DATE: October 3, 1997
The National Legal Aid and Defender Association concurs with the concerns
and recommendations in the report "Low-Bid Criminal Defense Contracting: Justice in
Retreat" by the National Association of Criminal Defense Lawyers. In cosponsoring the
report, we respectfully urge your cooperation and leadership in ensuring that any
competitively bid contracts for indigent defense representation contain appropriate
safeguards for quality, consistent with nationally recognized professional standards and
the constitutional mandate of effective counsel.
For decades, NLADA has opposed indigent defense services contracts in which cost savings are exalted above quality. NLADA's Guidelines for Negotiating and Awarding Indigent Legal Defense Contracts identify the minimum requirements for a contract to avoid interference with the client's constitutional right to counsel and the lawyer's professional duties. Such requirements include:
- Adequate funding for investigators, forensic experts, social service and mental health personnel, and support staff;
- Maximum allowable workloads for attorneys, above which the contractor may decline additional cases;
- Funding for training for attorneys and professional staff at a level no less than is provided for judges and prosecutors;
- Oversight by an independent policy board; and
- A requirement that defense services be furnished consistent with minimum national professional standards.

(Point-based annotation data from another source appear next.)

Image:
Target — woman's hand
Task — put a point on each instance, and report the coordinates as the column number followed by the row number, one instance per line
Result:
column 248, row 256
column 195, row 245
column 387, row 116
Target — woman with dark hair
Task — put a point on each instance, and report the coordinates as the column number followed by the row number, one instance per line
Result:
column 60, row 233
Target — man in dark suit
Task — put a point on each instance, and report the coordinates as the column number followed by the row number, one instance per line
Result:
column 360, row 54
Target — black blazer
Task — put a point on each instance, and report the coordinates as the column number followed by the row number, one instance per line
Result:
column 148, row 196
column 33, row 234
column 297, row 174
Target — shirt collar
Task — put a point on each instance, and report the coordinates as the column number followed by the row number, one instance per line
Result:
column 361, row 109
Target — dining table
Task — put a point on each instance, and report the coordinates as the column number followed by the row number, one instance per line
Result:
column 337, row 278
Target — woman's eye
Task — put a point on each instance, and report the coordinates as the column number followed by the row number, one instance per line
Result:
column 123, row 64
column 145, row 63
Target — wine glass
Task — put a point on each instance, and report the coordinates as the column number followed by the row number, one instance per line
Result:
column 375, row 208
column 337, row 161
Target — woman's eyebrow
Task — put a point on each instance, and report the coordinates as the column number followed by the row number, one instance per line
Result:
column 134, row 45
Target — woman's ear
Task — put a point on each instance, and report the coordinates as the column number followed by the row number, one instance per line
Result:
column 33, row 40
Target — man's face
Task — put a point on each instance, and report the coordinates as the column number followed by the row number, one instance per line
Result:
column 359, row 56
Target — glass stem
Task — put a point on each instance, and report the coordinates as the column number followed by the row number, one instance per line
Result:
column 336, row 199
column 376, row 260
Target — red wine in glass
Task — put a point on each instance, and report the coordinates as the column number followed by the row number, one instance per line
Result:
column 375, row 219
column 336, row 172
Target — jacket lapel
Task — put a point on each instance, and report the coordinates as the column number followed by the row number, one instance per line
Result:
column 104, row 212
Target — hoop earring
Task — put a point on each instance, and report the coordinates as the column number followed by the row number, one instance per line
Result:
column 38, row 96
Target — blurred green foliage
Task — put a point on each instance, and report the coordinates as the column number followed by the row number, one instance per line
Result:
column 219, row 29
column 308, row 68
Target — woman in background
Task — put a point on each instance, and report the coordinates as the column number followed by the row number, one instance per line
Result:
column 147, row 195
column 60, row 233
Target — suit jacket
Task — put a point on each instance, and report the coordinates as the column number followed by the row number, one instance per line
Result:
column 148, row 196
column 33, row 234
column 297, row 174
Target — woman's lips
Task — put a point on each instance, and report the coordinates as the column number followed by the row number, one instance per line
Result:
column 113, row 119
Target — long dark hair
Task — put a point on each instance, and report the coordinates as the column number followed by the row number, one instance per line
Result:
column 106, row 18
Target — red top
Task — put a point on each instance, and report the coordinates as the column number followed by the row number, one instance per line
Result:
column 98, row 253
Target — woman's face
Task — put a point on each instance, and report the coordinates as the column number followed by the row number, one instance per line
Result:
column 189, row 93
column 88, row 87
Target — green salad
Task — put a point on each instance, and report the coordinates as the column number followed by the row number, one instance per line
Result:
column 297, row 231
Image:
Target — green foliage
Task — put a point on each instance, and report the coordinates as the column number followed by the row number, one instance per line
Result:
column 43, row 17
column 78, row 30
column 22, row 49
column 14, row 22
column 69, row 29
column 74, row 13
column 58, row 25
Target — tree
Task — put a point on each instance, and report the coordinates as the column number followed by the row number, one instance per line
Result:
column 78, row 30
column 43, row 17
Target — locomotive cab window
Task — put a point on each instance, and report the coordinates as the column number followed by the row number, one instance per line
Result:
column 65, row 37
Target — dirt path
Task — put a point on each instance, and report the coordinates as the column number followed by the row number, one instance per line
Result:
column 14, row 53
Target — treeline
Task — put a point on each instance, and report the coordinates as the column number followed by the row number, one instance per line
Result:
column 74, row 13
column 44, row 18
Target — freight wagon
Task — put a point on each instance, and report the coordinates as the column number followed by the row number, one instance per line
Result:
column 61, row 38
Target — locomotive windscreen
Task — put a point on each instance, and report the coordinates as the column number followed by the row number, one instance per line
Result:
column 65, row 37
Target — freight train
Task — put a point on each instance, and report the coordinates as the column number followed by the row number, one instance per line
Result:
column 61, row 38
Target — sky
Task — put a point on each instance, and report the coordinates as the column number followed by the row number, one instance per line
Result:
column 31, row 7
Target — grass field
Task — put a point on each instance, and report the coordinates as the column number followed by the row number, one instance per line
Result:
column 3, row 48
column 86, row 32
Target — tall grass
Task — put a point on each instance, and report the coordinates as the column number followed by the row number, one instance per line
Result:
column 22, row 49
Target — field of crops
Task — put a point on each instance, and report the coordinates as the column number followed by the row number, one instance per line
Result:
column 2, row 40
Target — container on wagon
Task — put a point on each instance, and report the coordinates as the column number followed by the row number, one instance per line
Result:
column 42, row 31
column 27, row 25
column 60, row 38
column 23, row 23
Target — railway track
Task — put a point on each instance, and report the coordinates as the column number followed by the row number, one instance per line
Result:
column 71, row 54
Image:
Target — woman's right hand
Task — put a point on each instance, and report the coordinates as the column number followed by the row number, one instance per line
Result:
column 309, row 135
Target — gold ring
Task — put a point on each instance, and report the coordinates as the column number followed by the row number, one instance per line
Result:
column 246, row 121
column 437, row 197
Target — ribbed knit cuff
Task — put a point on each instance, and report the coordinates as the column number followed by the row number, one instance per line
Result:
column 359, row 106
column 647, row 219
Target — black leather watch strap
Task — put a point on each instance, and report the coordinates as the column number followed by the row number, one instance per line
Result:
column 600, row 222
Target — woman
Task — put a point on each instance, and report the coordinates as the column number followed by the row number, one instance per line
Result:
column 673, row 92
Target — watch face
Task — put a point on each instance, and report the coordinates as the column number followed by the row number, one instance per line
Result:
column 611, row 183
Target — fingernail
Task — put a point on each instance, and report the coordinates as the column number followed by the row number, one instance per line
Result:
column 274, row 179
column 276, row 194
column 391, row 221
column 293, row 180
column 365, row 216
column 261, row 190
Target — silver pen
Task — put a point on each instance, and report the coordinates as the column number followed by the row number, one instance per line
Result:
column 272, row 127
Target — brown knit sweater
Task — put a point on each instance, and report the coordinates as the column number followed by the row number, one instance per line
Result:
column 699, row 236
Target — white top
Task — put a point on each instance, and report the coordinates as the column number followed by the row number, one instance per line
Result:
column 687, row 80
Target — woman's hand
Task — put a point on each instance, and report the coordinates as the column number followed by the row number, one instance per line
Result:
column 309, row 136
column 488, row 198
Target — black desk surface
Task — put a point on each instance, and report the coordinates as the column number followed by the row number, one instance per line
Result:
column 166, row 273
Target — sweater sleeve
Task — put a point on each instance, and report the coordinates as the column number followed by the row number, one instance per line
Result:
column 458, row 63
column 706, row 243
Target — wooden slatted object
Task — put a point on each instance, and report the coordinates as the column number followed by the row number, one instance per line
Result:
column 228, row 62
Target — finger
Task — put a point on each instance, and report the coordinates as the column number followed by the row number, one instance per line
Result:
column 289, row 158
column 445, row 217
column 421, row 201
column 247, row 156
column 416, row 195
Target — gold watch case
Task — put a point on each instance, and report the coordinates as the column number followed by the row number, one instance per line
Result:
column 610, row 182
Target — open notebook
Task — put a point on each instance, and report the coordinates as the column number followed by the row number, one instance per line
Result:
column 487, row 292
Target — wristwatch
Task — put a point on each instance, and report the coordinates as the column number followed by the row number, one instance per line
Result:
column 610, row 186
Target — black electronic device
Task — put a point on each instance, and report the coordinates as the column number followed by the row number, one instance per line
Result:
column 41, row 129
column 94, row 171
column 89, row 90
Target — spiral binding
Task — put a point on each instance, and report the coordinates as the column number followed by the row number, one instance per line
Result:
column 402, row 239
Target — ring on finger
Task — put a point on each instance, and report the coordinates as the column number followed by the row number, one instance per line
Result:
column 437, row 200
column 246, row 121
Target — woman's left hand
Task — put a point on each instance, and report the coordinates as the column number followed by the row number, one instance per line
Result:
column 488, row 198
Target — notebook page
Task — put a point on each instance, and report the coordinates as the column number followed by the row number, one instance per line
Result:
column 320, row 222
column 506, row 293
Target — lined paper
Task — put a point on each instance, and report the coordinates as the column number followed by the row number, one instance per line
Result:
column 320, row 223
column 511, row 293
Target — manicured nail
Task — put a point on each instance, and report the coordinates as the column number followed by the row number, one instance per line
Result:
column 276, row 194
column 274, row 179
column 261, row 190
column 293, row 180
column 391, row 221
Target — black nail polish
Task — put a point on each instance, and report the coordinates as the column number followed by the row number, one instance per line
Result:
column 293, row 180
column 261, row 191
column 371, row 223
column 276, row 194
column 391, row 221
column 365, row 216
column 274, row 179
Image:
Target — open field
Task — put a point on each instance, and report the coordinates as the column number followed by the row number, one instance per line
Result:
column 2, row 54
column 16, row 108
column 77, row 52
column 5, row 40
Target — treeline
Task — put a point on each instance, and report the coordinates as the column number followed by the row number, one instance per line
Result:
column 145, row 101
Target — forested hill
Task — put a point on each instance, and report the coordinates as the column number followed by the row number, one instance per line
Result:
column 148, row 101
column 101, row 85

Such standards include NLADA's Performance Guidelines for Criminal Defense Representation (1995) and the ABA Model Rules of Professional Conduct. Our contracting Guidelines contain numerical caseload limits, and we have issued reports on how states and public defender systems are implementing and refining caseload/workload limits (e.g., Indigent Defense Caseload and Common Sense: An Update (1992)). In December, NLADA will finalize a Model Contract for Indigent Legal Defense Services. We will be pleased to share it with you at that time.
Competitive bidding for indigent defense services can produce significant cost
savings, but must never consign the poor to second-rate justice. When contract attorneys
end up with far more cases than they can possibly handle, with no resources to
investigate the facts or present vital expert testimony, injustice and conviction of the
innocent become inevitable. And when our nation reserves such injustice for the poor, it
makes a mockery of the precious constitutional promise etched above the Supreme
Court portal: "Equal Justice Under Law."